Several studies have reported that patients on maintenance HD experience more rapid progression of vascular calcification than do healthy individuals [28]. Our results suggested that classical and non-classical risk factors had a significant impact on aortic calcification progression. These findings were consistent with previous studies which demonstrated that male sex [29, 30], hyperphosphatemia [6,7,8] accelerate the process of vascular calcification and atherosclerosis among patients with CKD and/or who are on maintenance HD. On the other hand, the relationship between HD vintage and progression of vascular calcification has been controversial. Previous studies have revealed that dialysis vintage was positively correlated with vascular calcification progression [29, 31]. However, another study demonstrated the converse relationship [32]. In the present study, patients with rapid progression of ACI had significantly shorter HD vintage than those with slow progression (22.5 vs 62.0 months). A previous study demonstrated that the initiation of hemodialysis triggered apoptosis of vascular smooth muscle cell, which induced rapid and extreme vascular calcification [33]. This finding may imply that rapid progression of vascular calcification occurred in the early transition period following initiation of HD. Our previous study revealed that even after renal transplantation, many patients who experienced maintenance HD showed significant progression of aortic calcification for 10 years [34]. This finding may imply that the progression of vascular calcification was significantly enhanced by the presence of CKD. Moreover, progression of vascular calcification is closely related with poor all-cause and cardiovascular mortality-free survival rates [35, 36]. Because there is a complex web of interactions between the progression of vascular calcification and several risk factors, the mechanism of vascular calcification remains unclear.

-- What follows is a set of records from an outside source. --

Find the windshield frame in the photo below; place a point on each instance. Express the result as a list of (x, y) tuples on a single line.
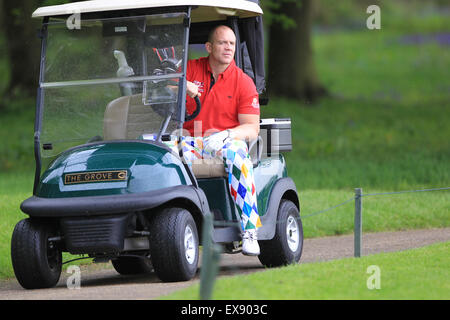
[(40, 103)]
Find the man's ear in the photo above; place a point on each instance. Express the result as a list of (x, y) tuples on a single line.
[(208, 47)]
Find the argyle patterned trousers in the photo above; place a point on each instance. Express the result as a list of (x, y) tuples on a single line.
[(239, 167)]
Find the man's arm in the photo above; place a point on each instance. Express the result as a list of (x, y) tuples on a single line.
[(248, 129)]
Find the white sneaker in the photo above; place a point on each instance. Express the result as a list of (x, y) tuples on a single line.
[(250, 246)]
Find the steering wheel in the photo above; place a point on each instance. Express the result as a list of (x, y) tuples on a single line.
[(196, 111)]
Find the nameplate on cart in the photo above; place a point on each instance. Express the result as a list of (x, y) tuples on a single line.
[(97, 176)]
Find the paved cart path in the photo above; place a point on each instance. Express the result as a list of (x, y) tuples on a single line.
[(101, 281)]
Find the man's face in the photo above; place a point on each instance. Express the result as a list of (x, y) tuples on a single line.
[(223, 46)]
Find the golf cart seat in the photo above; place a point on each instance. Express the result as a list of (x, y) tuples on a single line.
[(127, 118)]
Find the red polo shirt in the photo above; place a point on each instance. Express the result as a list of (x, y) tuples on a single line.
[(233, 93)]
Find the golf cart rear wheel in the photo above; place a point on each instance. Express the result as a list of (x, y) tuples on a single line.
[(174, 244), (36, 261), (132, 265), (287, 244)]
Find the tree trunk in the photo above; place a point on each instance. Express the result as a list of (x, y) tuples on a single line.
[(22, 46), (292, 72)]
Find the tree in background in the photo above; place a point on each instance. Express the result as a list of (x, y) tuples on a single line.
[(291, 65), (292, 72)]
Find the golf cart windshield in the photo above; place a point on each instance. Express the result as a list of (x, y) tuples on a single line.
[(108, 79)]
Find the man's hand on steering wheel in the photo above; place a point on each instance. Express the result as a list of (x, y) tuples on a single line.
[(192, 90)]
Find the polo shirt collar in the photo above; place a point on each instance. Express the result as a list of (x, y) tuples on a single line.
[(227, 71)]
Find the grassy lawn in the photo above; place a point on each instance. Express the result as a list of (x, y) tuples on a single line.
[(383, 128), (417, 274)]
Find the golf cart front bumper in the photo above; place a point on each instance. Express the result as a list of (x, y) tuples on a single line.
[(112, 204)]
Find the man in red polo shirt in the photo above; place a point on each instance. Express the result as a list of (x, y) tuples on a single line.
[(229, 117)]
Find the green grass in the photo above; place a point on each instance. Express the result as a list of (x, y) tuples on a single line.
[(417, 274)]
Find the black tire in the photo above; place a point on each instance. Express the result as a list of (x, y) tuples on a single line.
[(168, 229), (132, 265), (36, 262), (277, 251)]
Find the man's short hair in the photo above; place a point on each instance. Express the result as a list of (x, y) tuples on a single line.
[(213, 31)]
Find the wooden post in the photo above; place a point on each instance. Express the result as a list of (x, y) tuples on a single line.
[(358, 223)]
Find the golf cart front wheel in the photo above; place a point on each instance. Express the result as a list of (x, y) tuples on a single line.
[(287, 244), (174, 244), (36, 261)]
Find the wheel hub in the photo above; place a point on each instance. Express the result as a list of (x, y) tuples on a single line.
[(292, 232), (189, 245)]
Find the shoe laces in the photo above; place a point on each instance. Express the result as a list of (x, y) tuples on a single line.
[(248, 235)]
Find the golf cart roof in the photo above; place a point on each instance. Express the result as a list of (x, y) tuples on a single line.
[(207, 10)]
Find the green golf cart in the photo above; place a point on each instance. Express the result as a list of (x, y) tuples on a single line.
[(112, 92)]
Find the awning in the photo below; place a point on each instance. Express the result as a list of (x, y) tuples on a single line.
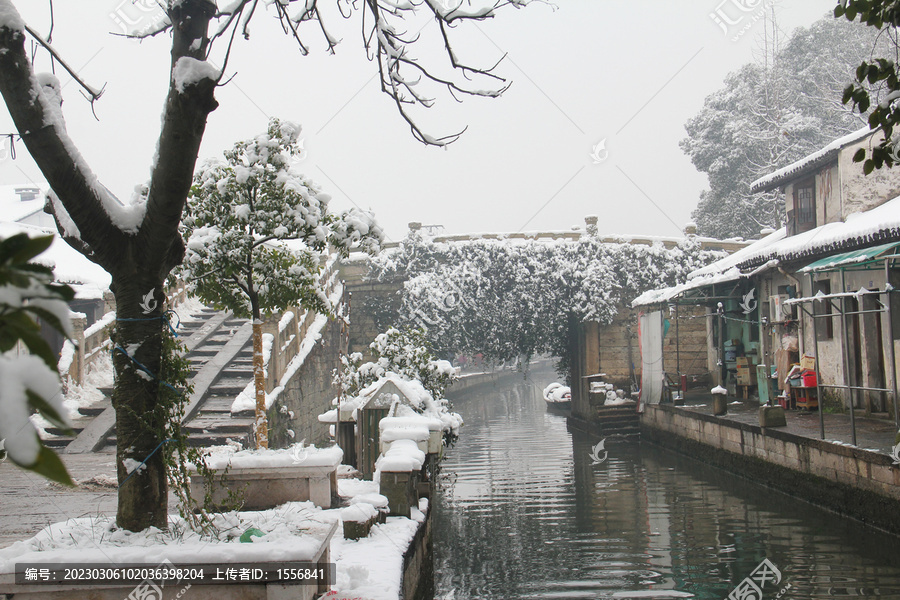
[(854, 258)]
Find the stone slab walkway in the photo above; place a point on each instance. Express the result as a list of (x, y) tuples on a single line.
[(28, 502), (871, 433)]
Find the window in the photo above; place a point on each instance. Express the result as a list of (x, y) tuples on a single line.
[(824, 325), (804, 205)]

Several limitations of this study should be described. First, this study was conducted retrospectively at a single center. In addition, its small sample size and selection biases prevent us from obtaining definitive conclusions. Second, our semi-quantitative measurement of aortic calcification did not enable us to evaluate its change in thickness. Third, we could not address the impact of medications such as phosphate binders, cinacalcet, and antihypertensive drugs, nor of dietary habits and normalized protein catabolic rates, which represent protein intake. Finally, because the GNRI requires only serum albumin, body weight, and height, it does not reflect total body composition, which consists of muscle mass, fat, and total body water. Despite these limitations, using a simple and accurate nutritional assessment tool, we were able to demonstrate an independent association between malnutrition and progression of aortic calcification in patients on maintenance HD. In our next study, we plan to address the relationship between malnutrition, fetuin-A, and aortic calcification.

Conclusions

A potential role between malnutrition and aortic calcification may exist in patients on maintenance HD. Our findings may encourage clinicians to pay greater attention to nutrition management to prevent the progression of arterial calcification.